Euegene Lao

Eugene Lao JD/LLM ’95


Eugene Y. Lao has held a number of top legal positions at high-profile companies in the tech industry, including Yahoo!, Zynga, Auction.com, and DocuSign. Now the president and chief legal officer of Prime Trust, which provides financial infrastructure for fintech and digital asset companies, Lao credits his success to continually growing his professional network.

“My previous job was literally the only one I’ve ever had in my career where I didn’t know a single person at the company,” he says, referring to his post as general counsel at Reltio, which provides cloud and data management solutions. He landed his first job as an associate at Hunton & Williams thanks to an introduction made by his roommate while at Duke Law, and others came about through connections he made professionally. “I’ve just been super lucky.”

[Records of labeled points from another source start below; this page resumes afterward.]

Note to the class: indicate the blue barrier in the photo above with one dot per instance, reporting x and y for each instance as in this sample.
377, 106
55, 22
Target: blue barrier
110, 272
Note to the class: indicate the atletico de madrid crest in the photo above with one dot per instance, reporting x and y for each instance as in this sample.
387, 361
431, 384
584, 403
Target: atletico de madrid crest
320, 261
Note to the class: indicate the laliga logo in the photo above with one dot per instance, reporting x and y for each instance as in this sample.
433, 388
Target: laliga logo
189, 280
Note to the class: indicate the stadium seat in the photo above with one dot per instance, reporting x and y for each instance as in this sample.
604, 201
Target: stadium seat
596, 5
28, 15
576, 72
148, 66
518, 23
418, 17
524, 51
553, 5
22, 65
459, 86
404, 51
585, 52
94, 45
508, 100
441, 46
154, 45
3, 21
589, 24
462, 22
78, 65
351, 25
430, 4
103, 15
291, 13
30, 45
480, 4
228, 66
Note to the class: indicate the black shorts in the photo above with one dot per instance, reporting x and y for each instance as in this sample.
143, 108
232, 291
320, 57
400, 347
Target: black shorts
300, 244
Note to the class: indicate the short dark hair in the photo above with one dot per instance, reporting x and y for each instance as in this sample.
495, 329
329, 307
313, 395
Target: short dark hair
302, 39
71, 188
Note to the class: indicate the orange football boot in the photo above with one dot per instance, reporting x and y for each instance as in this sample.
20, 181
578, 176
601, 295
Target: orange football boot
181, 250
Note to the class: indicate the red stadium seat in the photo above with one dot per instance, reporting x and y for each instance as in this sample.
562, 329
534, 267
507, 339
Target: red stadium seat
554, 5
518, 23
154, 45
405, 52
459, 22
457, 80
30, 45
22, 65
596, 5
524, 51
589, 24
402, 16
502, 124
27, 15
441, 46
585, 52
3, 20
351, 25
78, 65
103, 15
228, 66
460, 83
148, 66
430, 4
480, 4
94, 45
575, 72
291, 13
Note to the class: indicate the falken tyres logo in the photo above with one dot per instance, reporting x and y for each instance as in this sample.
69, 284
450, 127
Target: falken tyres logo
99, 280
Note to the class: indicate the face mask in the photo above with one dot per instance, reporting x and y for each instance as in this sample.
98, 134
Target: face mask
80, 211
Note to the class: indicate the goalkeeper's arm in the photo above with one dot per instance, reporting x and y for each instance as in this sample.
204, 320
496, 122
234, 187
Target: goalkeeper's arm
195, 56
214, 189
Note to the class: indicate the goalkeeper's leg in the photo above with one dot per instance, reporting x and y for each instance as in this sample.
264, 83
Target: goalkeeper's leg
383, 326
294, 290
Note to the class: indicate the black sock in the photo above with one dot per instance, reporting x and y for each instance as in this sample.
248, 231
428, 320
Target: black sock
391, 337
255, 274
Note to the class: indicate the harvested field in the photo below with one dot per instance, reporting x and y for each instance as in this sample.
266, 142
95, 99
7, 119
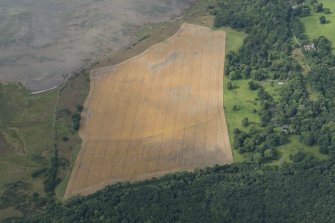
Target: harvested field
159, 112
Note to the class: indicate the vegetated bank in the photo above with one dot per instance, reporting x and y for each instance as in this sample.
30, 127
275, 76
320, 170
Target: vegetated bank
35, 128
247, 192
170, 117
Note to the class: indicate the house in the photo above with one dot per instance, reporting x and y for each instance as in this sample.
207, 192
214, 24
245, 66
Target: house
309, 47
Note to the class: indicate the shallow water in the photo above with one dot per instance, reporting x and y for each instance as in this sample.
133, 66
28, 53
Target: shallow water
43, 40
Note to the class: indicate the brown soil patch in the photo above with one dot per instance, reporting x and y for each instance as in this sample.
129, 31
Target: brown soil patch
156, 113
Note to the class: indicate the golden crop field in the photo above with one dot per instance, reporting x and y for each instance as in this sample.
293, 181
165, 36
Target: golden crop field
159, 112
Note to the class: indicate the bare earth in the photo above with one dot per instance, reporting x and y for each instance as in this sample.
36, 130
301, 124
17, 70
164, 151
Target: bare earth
41, 41
156, 113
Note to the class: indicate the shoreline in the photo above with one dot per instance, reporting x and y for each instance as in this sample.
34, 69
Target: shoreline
100, 57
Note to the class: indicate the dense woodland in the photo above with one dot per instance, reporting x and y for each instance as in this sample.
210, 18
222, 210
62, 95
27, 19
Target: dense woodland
245, 192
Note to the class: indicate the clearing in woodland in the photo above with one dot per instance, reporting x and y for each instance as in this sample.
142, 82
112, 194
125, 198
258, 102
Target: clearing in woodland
159, 112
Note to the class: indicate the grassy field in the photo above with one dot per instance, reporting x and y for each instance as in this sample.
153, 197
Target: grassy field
313, 27
25, 138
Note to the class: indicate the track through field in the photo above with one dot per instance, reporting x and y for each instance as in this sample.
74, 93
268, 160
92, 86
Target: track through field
159, 112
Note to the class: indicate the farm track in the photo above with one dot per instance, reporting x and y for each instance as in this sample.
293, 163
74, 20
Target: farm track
159, 112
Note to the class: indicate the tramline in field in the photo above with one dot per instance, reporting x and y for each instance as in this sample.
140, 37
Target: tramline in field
159, 112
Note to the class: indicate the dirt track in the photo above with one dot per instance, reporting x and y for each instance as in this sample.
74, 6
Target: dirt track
159, 112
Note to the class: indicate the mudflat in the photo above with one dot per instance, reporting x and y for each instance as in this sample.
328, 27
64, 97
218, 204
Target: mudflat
159, 112
42, 41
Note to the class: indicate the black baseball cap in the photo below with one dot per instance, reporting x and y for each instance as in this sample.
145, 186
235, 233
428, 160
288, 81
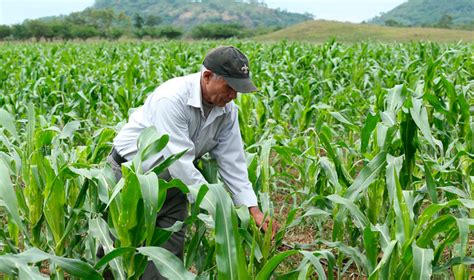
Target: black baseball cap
230, 63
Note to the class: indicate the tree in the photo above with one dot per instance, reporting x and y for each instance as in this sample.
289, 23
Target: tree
152, 20
446, 21
392, 22
138, 21
21, 32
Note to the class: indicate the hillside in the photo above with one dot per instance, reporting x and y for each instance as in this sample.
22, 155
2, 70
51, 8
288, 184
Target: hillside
321, 31
189, 13
442, 13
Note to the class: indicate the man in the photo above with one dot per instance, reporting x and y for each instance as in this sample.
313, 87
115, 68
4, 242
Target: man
198, 113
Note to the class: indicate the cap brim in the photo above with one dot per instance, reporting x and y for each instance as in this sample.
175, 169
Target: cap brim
244, 85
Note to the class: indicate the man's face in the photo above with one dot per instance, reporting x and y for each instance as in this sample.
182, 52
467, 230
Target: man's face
217, 91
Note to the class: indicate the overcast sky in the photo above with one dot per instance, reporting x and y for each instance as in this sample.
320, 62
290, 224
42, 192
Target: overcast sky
15, 11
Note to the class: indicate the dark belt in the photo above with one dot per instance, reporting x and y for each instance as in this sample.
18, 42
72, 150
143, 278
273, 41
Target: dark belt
117, 157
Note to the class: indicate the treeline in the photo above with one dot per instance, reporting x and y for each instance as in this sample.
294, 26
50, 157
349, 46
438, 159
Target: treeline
107, 24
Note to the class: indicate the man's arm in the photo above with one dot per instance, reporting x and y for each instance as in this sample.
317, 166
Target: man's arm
230, 157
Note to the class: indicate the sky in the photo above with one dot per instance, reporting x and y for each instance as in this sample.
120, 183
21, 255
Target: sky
15, 11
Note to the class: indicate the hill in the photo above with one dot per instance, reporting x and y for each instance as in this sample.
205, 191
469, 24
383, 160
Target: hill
440, 13
189, 13
321, 31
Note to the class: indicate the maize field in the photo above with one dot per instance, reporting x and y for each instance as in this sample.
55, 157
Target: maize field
363, 153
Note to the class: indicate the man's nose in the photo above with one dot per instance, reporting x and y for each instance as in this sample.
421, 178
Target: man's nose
233, 94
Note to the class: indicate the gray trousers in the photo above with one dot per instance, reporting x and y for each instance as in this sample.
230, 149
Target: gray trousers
174, 209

Prime Trust provides APIs — application programming interfaces, which help technology and websites communicate — and widgets for fintech providers, such as crypto and digital wallet providers, creators of non-fungible tokens, crowdfunding platforms, alternative trading systems, and more. The company is part of a rapidly growing sector.

When Lao started with the company last fall as the chief legal officer, he was tasked with creating systems for the legal team to work more efficiently and at scale — something he had done for other companies.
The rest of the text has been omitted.